H & H 2
St Peter and Lucifer sit on twin bronze thrones encrusted with amethysts and citrines. Enter a deceased human. She is a redhead in a contrasting long emerald robe.
S Peter: You may be surprised to know that you are not being judged.
Lucifer: On the contrary. It is up to you to decide where you want to go
Woman: Huh?
S Peter: You can choose heaven or hell.
Woman: Why would I choose hell, for God's sake?
Lucifer: Not so fast. I suspect you have not been well informed.
Woman: OK. Tell me.
S Peter: The protocol is that I speak first. Basically, you can choose to be with the blessed or the accursed.
Woman: What do you say, Mr Lucifer?
Lucifer: Denizens of heaven are classed as blessed by convention. The term has no meaning.
S Peter: The convention is there for a good reason.
Lucifer: The reason being that you like to hoodwink people.
Woman: Now, you two, let's keep this civil.
S Peter: Good point. In heaven you will rub shoulders with the saints, prophets and angels.
Woman: (To Lucifer) Is this true?
Lucifer: Sure, but they are proverbially dull.
Woman: And what are the residents of hell like?
S Peter: Renegades, black sheep, hobos, hair shirts, marginal types.
Lucifer: That's what he calls free-thinkers and creatives.
Woman: What about conditions of life?
S Peter: Comfortable huts with all conveniences, light labour.
Lucifer: He's fibbing. Truth is both hell and heaven offer substandard accommodation. No technology, no flush toilets.
S Peter: Well, it's all a matter of comparison. If you lived a life of great comfort then you might find existence here a step down.
Lucifer: More like several staircases to the basement.
Woman: And it's similar in both heaven and earth?
S Peter: There are similarities, but we have an ambitious building programme.
Lucifer: Yes, building more churches.
Woman: How else do your two domains differ?
S Peter: Hell is cold, severely so. You won't like it!
Lucifer: Heaven is sizzling hot. You can put on more layers, but you can't shed your skin. Also, in hell you can have two desserts.
S Peter: Yes, but the servings are small and we are looking to revamp our menu to gourmet level.
Lucifer: Heaven is alcohol free.
S Peter: True, but alcohol is very pricey in hell.
Woman: You mean there is a currency?
Lucifer: Yes, mammons in hell and indulgences in heaven.
Woman: So we have to work to earn money to buy food?
Lucifer: This should be familiar.
S Peter: Did you expect free lunch? Heaven and hell have their own currency. Naturally, you cannot convert one to the other.
Woman: So how do we earn it?
S Peter: Mainly by working in construction.
Woman: Building what?
Lucifer: Like I said, churches, chapels, cathedrals in heaven..
Woman: And in hell?
Lucifer: Well, my palace needs renovation.
S Peter: You can say that again! And what about Satan's?
Lucifer: In truth, there is a bit of a competition between us, friendly, of course.
S Peter: Of course!
Woman: What are the working hours?
S Peter: Only 30 per week, and in heaven there are many saints' day holidays.

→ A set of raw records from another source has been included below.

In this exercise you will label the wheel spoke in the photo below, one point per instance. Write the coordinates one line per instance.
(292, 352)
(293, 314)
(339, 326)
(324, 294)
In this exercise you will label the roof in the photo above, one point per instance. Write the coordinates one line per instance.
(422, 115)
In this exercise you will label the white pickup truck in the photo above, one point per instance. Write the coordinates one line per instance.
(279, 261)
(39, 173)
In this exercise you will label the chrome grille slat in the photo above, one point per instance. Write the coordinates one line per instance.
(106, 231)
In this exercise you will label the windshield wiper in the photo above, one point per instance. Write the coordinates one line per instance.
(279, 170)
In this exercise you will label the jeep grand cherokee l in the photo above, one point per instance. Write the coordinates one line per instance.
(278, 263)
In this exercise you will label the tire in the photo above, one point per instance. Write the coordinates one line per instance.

Lucifer: True, but you spend those days chanting interminable hymns.
S Peter: It lifts the spirits.
Woman: What about hell? Any advantages there?
Lucifer: Of course. A strict policy of no over-time, unlike in his place.
S Peter: That's a myth!
Lucifer: It's your choice whom to believe.
Woman: I don't trust either of you.
Lucifer: I suggest you do the free tour of both domains and then decide. There is one starting in 20 minutes.
S Peter: Don't forget to tip the tour guide!